"First and always she was a great beauty, the 'belle of the ball' at Abraham Lincoln's first inaugural and a diamond-bedecked dazzler well into her 60s. But Miriam Leslie was much more than a pretty face amid swirling copper-colored hair," as Don Jackson's profile of the writer, femme fatale and legendary CEO makes clear.
At 21, Miriam Florence Follin (her given name) had already been through a brief marriage before touring the country with renowned actress Lola Montez. Still in her early 20s, having retired from the stage, she met and married the eminent diplomat and anthropologist, E. G. Squier, who emerged heartbroken (and insane) a few years later when his young wife left him for their employer and tenant, Frank Leslie, the reigning king of illustrated journalism. Already the editor of Frank Leslie's Lady's Magazine, Miriam soon became Leslie's wife, and together they lived an extravagant life, riddled with adventure and, eventually, scandal.

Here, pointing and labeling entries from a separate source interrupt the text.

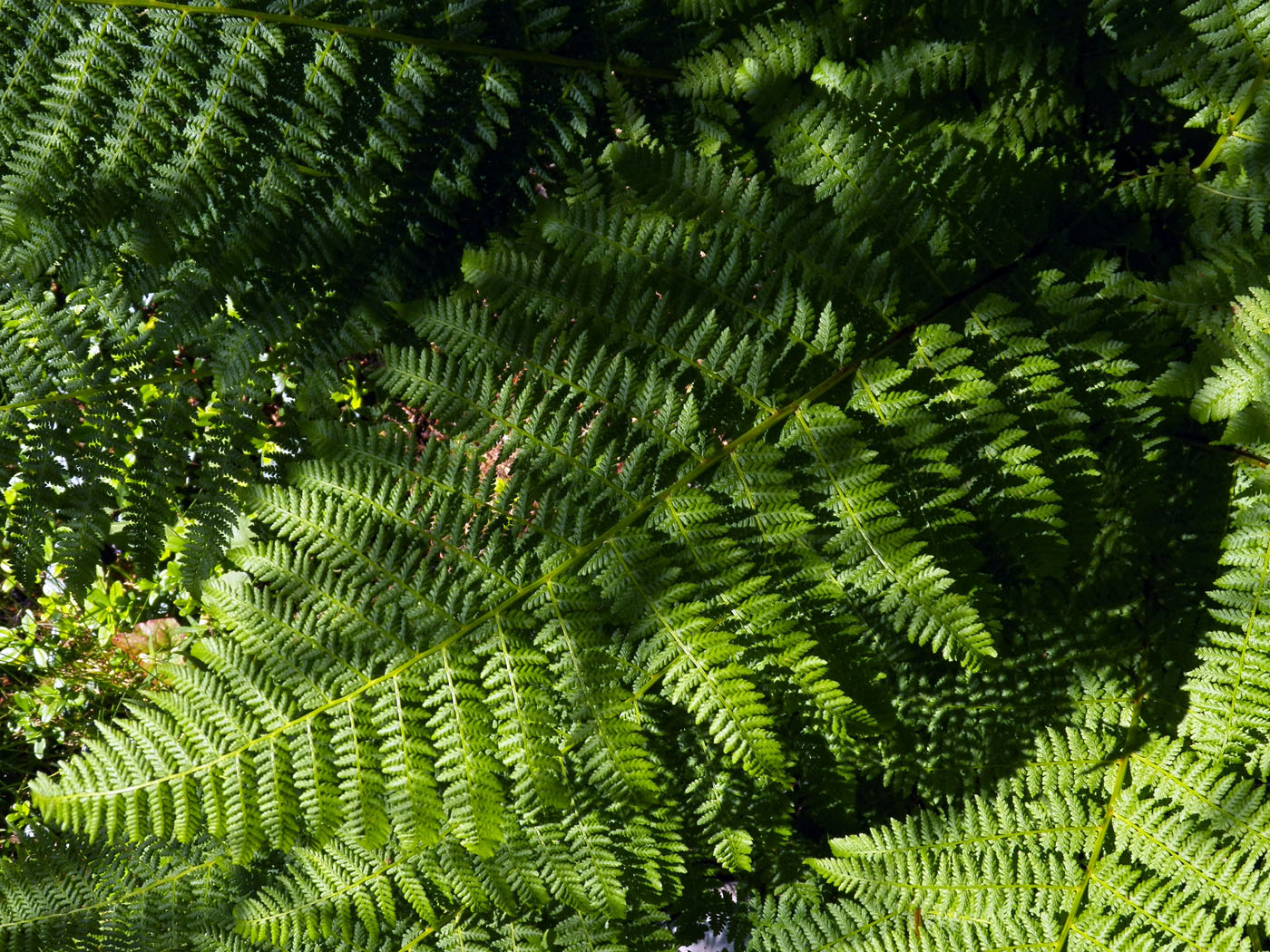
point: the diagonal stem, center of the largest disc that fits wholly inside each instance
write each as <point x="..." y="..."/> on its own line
<point x="441" y="46"/>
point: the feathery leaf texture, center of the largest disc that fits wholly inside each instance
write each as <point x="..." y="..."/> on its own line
<point x="810" y="451"/>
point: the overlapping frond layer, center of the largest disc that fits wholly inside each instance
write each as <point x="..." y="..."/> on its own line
<point x="800" y="485"/>
<point x="569" y="549"/>
<point x="1086" y="847"/>
<point x="114" y="899"/>
<point x="164" y="164"/>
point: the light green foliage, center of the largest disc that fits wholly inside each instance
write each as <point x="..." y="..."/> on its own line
<point x="835" y="473"/>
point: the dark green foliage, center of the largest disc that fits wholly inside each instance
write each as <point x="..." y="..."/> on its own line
<point x="816" y="482"/>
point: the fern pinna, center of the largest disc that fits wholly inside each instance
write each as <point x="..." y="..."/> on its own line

After Frank's death, Miriam saved the Leslie publishing empire from ruin not once but twice; traveled the world; and wrote books and countless essays on life and love. She was courted by princes and counts well into her 60s and 70s, and held court herself over a weekly salon in her gracious Manhattan home.
A reporter with the moxie to debate polygamy with Brigham Young on his home turf, an accomplished linguist and translator, Miriam was also an early feminist who bequeathed the bulk of her $2 million estate to the cause. For a late 20th-century parallel to this phenomenon of the late 19th, Jackson suggests: "Think of a combination of Ann Landers, Gloria Steinem, Katharine Graham and Elizabeth Taylor, with Clare Boothe Luce and Pamela Harriman thrown in for good measure."